Upon this view of the case, three questions arise. 1st, Whether the plaintiffs had a right to retain, or to set off. 2dly, Whether the answer is so satisfactory, as to entitle the executors to a dismission of the bill? and 3dly, whether the profits, are in part, or in the whole, assets, under the will.
The first question, is clear against the appellants, and therefore the injunction ought not to have continued.
The second question, has been shewn to be against the executors, and therefore, the bill should not have been dismissed, but a decree for a settlement of the executors accounts, should have been made.
The third question is a difficult one, yet we should have decided it, if there had been a full court. Upon a settlement of the accounts, the decision may be unnecessary.
The decree must be reversed with costs, and the injunction dissolved. An account is to be taken of the outstanding debts due to the testator at the time of his death, what have been collected since, and the balances yet due, distinguishing in the latter, such as are separate, from such as are supposed to be desperate. An account is also to be taken of the sales of all the estate, real and personal, stating when sold, and the profits made from each tract of land, and of the slaves, until the sale thereof, and what hath been received, or is yet due of the amount of such sales.

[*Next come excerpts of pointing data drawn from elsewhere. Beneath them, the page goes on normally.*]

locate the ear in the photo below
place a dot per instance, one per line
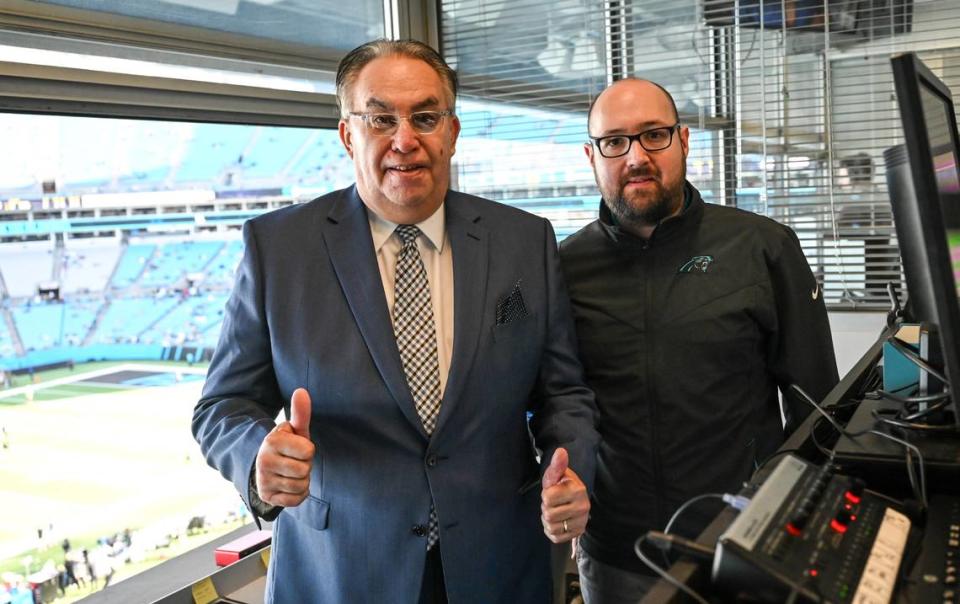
(346, 136)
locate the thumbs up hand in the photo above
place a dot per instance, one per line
(286, 457)
(565, 504)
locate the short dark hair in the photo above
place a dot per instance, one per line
(593, 102)
(358, 58)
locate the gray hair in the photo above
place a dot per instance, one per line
(358, 58)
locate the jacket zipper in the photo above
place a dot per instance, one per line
(646, 263)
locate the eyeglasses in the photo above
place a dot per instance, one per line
(385, 124)
(616, 145)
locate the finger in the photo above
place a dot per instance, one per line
(556, 469)
(273, 485)
(286, 467)
(570, 489)
(300, 412)
(554, 515)
(561, 533)
(285, 443)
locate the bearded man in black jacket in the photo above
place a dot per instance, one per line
(690, 317)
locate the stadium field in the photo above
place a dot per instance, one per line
(91, 453)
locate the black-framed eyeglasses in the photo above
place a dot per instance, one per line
(616, 145)
(385, 124)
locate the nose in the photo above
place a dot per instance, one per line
(637, 155)
(405, 139)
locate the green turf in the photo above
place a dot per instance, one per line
(94, 459)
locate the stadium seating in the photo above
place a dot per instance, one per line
(25, 265)
(188, 323)
(125, 318)
(174, 261)
(215, 151)
(132, 263)
(40, 325)
(86, 265)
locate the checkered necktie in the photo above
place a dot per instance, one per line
(417, 339)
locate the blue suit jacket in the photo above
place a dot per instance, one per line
(308, 309)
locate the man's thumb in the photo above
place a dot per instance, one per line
(556, 469)
(300, 412)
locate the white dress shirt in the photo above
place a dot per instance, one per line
(437, 256)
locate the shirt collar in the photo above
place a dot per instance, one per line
(433, 227)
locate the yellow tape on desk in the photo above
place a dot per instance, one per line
(204, 591)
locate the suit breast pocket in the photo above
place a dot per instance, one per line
(519, 329)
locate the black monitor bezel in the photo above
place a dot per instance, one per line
(909, 75)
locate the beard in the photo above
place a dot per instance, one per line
(665, 201)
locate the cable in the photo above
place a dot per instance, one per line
(773, 456)
(920, 489)
(912, 356)
(687, 504)
(809, 399)
(638, 549)
(910, 447)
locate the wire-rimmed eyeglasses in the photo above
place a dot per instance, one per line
(385, 124)
(655, 139)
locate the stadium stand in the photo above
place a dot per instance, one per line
(125, 318)
(132, 263)
(272, 152)
(86, 264)
(174, 261)
(40, 324)
(79, 316)
(191, 321)
(25, 265)
(214, 151)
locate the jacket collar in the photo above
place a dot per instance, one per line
(669, 227)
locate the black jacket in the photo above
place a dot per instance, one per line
(685, 339)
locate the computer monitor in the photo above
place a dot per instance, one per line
(928, 221)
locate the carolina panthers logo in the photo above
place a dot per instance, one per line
(696, 264)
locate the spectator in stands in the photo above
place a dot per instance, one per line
(70, 561)
(411, 328)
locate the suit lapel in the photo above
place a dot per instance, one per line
(350, 246)
(469, 240)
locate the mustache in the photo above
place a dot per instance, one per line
(641, 173)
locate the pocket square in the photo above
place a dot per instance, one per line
(510, 308)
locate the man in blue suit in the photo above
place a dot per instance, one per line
(412, 329)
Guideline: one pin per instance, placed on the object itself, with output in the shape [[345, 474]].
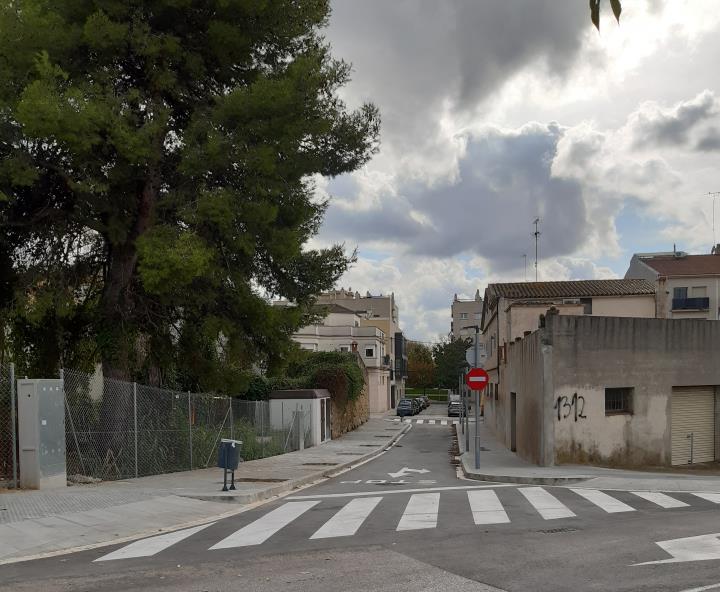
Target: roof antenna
[[537, 235]]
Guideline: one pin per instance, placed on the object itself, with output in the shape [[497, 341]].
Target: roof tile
[[690, 265]]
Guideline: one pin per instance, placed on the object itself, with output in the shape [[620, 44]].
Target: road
[[404, 521]]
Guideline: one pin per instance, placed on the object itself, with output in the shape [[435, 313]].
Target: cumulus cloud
[[427, 64], [447, 205], [504, 181], [653, 126]]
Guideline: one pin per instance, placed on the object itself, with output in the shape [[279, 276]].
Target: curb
[[292, 484], [519, 478], [243, 503], [471, 474]]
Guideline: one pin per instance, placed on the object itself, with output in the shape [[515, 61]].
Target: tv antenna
[[713, 195], [537, 233]]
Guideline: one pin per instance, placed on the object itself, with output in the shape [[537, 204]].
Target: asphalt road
[[404, 521]]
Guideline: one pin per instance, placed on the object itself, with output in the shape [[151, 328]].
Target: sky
[[497, 112]]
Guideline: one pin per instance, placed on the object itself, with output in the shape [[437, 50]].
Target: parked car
[[405, 407], [454, 408]]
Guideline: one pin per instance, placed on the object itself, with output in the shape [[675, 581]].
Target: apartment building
[[465, 315], [342, 330], [687, 286], [380, 312]]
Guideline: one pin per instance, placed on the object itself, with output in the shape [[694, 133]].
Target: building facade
[[513, 310], [341, 330], [687, 286], [380, 312], [465, 315], [612, 391]]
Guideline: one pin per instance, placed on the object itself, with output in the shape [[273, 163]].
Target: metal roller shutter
[[693, 412]]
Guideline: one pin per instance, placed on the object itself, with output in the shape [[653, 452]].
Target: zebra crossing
[[426, 421], [420, 513]]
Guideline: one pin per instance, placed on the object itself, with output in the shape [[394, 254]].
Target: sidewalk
[[44, 523], [499, 464]]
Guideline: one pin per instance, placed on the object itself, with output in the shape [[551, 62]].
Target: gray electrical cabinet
[[41, 433]]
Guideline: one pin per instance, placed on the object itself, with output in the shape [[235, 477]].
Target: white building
[[341, 331]]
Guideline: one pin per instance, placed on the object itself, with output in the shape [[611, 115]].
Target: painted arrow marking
[[406, 471], [699, 548]]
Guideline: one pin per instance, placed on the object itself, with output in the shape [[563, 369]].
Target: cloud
[[653, 126], [428, 65], [504, 180]]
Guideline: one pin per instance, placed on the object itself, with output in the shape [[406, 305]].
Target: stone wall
[[346, 414]]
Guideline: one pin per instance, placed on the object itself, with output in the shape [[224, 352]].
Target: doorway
[[513, 422]]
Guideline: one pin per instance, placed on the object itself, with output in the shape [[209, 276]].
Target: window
[[618, 400], [587, 305]]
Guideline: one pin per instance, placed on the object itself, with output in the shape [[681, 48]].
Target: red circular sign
[[477, 379]]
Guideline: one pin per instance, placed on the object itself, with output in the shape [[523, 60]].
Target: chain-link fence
[[8, 427], [116, 429]]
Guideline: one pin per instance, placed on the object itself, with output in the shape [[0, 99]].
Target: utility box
[[307, 410], [41, 433]]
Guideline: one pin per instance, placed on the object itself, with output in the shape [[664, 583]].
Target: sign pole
[[477, 404]]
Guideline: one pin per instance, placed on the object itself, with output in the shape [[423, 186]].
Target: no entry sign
[[477, 379]]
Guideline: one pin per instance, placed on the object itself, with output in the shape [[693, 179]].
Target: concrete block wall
[[590, 354]]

Also an account of any estate real or personal remaining unsold, and the profits thereof, (the Battersea estate excepted) also an account of administration as far as the executors have gone, shewing the application of what money hath come to their hands; also a state of liquidated debts yet due from the testator, with their dignity, and of the nature of such claims as are unliquidated; and also an account of the profits of the Battersea estate, distinguishing those of the mills, and tradesmen from each other and from those of the plantation. When these accounts are returned to the High Court of Chancery, it is to be decided, if necessary, whether the profits of the Battersea estate, beyond the widow’s dower be subject in the whole, or in part to satisfy the demands of the appellants.

The principal case is cited in Nicolson v. Hancock, 4 Hen. & M. 499, 500.